いま、確かに地方には、地域振興とかインバウンドという名目で大きなお金が回っている。
僕らは、もう20年近く地域の観光振興に携わってきて、なんとなく流れが理解できるのだけど、近年はそのスピードがやたら速く、目まぐるしく、ちょっとついていけないこともある。
たとえば、観光コンテンツがあんまりない、ある田舎町に、けっこうなお金がついた。

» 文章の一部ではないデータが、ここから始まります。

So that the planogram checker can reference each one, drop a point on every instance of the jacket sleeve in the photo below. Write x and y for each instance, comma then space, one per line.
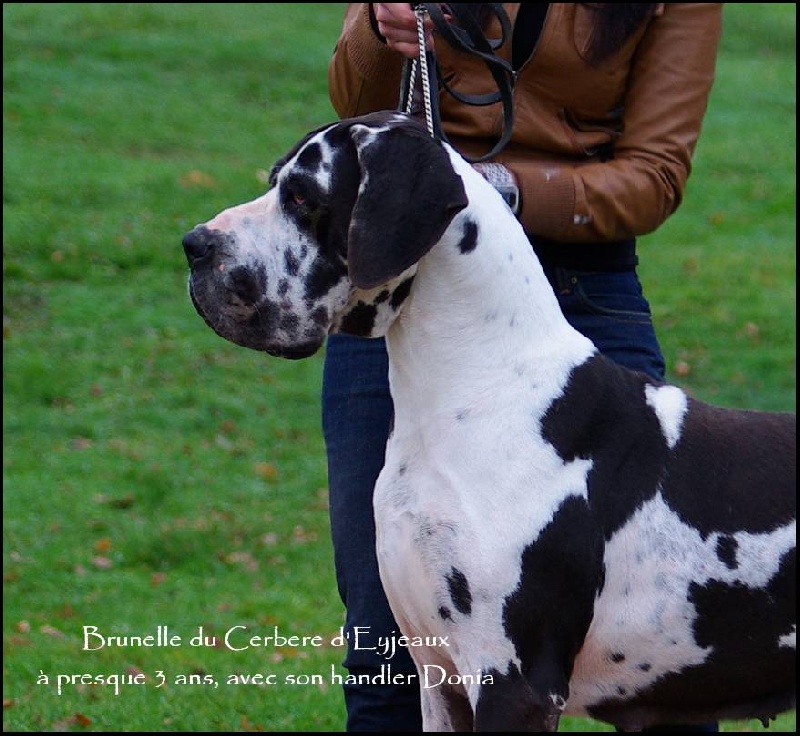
636, 191
364, 74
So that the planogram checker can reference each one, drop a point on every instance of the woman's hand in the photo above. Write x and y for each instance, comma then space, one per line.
397, 23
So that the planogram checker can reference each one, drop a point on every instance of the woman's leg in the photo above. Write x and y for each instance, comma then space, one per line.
356, 417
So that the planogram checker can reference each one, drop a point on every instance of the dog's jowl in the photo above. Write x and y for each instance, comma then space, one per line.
601, 544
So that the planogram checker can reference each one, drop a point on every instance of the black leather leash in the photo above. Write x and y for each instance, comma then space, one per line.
464, 33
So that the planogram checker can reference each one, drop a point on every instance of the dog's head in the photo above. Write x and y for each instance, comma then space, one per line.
332, 246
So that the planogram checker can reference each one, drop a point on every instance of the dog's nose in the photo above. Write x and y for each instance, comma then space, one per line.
199, 244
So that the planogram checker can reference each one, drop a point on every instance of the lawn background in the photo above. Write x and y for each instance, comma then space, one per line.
154, 474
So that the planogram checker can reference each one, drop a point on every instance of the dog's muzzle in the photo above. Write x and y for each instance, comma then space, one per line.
231, 297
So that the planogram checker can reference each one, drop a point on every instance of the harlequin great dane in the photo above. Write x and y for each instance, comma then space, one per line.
583, 539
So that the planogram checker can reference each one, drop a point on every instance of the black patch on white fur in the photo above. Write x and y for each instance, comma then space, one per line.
469, 238
460, 593
360, 320
547, 616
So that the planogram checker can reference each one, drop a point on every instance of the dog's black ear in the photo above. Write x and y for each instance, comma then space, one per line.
408, 195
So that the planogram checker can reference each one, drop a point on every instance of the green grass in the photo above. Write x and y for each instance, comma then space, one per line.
155, 475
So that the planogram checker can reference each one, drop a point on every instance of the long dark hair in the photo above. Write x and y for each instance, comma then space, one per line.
614, 25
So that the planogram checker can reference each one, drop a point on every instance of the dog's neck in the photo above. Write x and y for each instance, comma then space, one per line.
449, 331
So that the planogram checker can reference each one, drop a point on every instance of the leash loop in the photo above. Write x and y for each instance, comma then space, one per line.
464, 34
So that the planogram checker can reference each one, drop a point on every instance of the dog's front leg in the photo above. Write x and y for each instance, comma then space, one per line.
445, 708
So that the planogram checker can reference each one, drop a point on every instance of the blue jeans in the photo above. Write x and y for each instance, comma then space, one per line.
357, 410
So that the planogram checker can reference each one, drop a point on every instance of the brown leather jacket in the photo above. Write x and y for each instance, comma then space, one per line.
647, 102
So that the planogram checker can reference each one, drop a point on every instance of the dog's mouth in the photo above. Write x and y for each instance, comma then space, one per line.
257, 325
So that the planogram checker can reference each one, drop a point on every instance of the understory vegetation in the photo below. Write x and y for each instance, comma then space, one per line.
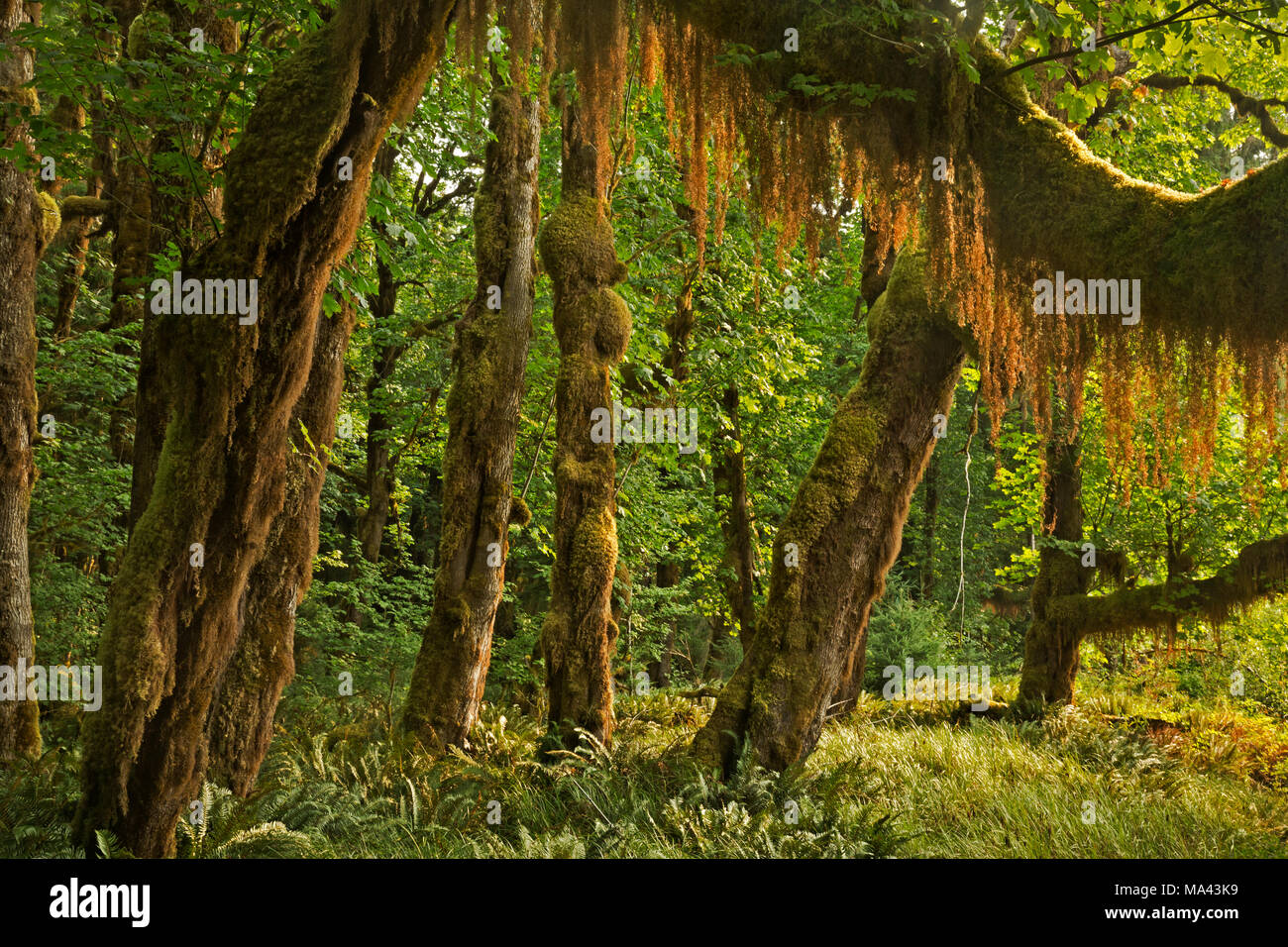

ポスターを作ってパンフレットを作って、イベントをして、ホームページをつくるのがミッション。
大きな代理店と制作代理店がワンツーで入って実作業のほとんどは半分ほどの金額でウチがやる。
だいたい、これが流れ。
しかし、発注されてから納品までは2ヵ月。
よくよく聞くと、そのホームページやパンフを実際につかう指定管理者は決まっておらず、まだまだ先。
幸い、納品が3月でなくてもいいとのことなので、期間内に完納したい代理店の意見をよそに、指定管理者が決まってその人たちの意見を聞いて作るのがすじだろうと、待つことにした。
だって、ゴミを作るのはもういやだから。
代理店を批判するわけではないし、町を非難するものでもない、ただ、使い道が明確に決まらないのに、しっかりした戦略を立てずにお金だけが回って、結局物だけ作って、納品する。
報告書のために仕事する、つまり報告書が一番価値があるような仕事は、やっぱりしたくないな。